After its first elections, despite its newly gained democratic legitimacy, the European Parliament still had only limited powers. Many people were dissatisfied with this situation, and several outspoken members sought to push for change immediately, if not through legislation, then in practice. For example, broadening the budgetary powers of the chamber became a means of influencing a growing number of policy areas. Key among these political brokers was Altiero Spinelli, who had been a proponent of European unity since the 1940s.

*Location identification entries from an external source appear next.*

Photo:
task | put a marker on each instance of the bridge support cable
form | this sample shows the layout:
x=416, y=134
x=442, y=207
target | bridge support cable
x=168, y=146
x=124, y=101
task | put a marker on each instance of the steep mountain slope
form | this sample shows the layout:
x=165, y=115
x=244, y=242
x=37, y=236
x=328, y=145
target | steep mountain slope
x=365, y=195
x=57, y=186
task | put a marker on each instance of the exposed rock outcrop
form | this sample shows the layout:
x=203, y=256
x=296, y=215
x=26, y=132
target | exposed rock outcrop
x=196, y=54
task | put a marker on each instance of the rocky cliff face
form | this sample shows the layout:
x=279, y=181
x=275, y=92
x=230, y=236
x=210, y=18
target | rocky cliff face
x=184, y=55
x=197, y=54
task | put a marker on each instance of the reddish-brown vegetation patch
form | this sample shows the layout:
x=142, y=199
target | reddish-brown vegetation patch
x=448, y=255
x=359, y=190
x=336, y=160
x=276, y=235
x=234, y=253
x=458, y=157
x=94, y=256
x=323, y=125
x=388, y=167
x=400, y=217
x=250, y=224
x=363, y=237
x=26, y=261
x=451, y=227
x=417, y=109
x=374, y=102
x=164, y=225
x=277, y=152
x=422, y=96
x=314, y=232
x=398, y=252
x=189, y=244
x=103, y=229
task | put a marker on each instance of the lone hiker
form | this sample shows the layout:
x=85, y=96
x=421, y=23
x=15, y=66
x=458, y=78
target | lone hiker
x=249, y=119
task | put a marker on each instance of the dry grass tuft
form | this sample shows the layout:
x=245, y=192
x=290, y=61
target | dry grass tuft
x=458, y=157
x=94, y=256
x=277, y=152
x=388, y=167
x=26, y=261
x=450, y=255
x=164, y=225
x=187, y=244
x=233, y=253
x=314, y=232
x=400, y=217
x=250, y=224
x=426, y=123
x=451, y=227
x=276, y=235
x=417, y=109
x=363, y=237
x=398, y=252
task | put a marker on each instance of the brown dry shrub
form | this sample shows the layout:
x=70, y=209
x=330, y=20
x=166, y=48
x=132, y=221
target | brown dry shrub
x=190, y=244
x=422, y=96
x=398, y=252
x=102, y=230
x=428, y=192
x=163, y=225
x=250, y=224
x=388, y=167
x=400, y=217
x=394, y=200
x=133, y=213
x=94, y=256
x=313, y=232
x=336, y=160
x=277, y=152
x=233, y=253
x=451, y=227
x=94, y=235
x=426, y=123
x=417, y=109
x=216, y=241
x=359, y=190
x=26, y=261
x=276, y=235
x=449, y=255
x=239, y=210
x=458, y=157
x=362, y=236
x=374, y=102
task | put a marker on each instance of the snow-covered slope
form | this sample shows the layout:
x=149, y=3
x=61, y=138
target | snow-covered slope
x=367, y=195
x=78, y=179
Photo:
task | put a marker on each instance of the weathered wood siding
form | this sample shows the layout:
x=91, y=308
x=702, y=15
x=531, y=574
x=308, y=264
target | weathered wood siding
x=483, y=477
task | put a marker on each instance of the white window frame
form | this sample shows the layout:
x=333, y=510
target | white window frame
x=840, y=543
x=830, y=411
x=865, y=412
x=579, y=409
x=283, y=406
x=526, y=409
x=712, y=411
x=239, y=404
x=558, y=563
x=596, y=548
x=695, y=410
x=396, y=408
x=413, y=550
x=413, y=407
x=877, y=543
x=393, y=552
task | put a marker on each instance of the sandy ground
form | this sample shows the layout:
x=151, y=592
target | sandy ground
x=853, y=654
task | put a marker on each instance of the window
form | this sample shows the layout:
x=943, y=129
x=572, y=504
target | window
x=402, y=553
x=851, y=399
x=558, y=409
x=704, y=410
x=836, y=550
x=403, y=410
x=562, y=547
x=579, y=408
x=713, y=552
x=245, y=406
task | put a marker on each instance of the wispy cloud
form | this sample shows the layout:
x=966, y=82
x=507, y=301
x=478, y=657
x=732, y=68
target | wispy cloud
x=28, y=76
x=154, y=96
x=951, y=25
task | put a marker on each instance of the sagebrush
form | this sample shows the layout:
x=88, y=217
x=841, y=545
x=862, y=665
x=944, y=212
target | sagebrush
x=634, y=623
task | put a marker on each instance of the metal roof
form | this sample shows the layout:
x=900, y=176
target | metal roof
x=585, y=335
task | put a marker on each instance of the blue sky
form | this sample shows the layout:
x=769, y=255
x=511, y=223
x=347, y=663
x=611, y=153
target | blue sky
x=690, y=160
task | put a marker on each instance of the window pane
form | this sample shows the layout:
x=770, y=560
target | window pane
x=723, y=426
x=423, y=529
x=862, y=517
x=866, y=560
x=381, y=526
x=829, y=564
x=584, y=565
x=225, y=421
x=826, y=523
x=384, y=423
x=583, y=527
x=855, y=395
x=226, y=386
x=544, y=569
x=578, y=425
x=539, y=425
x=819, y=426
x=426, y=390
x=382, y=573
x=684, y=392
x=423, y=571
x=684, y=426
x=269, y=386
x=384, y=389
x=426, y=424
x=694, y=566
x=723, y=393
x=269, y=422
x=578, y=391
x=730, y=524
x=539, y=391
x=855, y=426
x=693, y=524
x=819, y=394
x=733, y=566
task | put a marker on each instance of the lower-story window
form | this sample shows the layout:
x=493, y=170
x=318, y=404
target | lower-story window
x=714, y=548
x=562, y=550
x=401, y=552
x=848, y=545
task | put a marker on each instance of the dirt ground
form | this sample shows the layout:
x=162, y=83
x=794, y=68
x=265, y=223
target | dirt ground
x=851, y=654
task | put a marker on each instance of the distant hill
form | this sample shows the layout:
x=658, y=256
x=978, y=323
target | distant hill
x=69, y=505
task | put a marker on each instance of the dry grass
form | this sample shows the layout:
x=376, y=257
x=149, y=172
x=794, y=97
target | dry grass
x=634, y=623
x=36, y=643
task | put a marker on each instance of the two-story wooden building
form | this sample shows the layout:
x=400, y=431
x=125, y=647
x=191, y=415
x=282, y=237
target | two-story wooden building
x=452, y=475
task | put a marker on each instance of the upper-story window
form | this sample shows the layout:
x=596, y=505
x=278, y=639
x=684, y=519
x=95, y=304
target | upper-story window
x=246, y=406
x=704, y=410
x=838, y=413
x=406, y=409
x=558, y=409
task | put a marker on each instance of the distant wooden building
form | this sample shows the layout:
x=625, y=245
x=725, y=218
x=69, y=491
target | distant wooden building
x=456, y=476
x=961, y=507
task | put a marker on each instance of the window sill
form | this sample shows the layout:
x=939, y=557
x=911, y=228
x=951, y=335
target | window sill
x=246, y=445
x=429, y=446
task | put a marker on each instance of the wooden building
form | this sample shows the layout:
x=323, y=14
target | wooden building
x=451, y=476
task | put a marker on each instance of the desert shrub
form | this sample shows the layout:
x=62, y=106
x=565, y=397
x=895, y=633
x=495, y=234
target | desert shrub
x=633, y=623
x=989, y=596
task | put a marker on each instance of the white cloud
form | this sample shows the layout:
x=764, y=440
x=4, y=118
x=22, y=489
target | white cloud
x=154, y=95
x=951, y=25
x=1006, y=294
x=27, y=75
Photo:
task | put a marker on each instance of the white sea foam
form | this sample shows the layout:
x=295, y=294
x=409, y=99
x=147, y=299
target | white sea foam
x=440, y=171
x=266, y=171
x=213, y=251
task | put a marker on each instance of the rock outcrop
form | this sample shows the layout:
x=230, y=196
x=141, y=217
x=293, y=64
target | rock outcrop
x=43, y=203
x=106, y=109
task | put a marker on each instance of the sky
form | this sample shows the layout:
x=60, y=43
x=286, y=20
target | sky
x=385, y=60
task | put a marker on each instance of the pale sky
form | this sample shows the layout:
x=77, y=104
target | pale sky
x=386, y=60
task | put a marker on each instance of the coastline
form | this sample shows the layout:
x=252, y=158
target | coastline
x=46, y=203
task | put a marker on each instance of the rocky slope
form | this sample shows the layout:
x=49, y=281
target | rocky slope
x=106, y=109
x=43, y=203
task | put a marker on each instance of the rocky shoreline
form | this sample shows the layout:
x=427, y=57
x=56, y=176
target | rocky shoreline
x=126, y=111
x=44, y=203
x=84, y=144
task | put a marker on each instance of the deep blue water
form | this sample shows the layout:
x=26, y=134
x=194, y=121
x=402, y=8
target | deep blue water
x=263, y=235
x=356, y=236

In 1941, while imprisoned on the tiny island of Ventotene, Spinelli and a number of other opponents of Fascism had drafted a manifesto for a federal Europe. As the war raged around them, it was clear that the international system could not go back to the status quo ante once World War II was over. Later, Spinelli went on to become a European Commissioner, and ran as a candidate to the European Parliament in 1979. At the head of the Crocodile Club, named after the Strasbourg restaurant where its members gathered, Spinelli put forward a Draft Treaty Establishing a European Union, a Federalist-minded text adopted by the European Parliament in February 1984. The political stakes of the impending election became very high.
In June 1984, Greece was able to vote as a new Member State for the first time. With a turnout of 59 %, Pierre Pflimlin from France was elected president of the institution, becoming the first former Prime Minister of a Member State to lead the European Parliament. Charles Henry Plumb, from the UK, was then president from 1987. Since Spain and Portugal joined the European Community halfway through the parliamentary term, a partial election was envisaged for them in 1987. Although the Member States ultimately did not endorse the Draft Treaty Establishing a European Union, the text paved the way for groundbreaking developments to come, such as the approval of the European Single Act and, ultimately, the creation of the European Union.
Vassoio di Ventotene by Ernesto Rossi, 1940, Istituto Storico Toscano della Resistenza e dell’Età contemporanea - Archivio Nello Traquandi. This artwork, a wedding gift from Rossi to his nephew, depicts life in the penal colony on the island of Ventotene where Altiero Spinelli and other inmates drafted the Federalist Manifesto.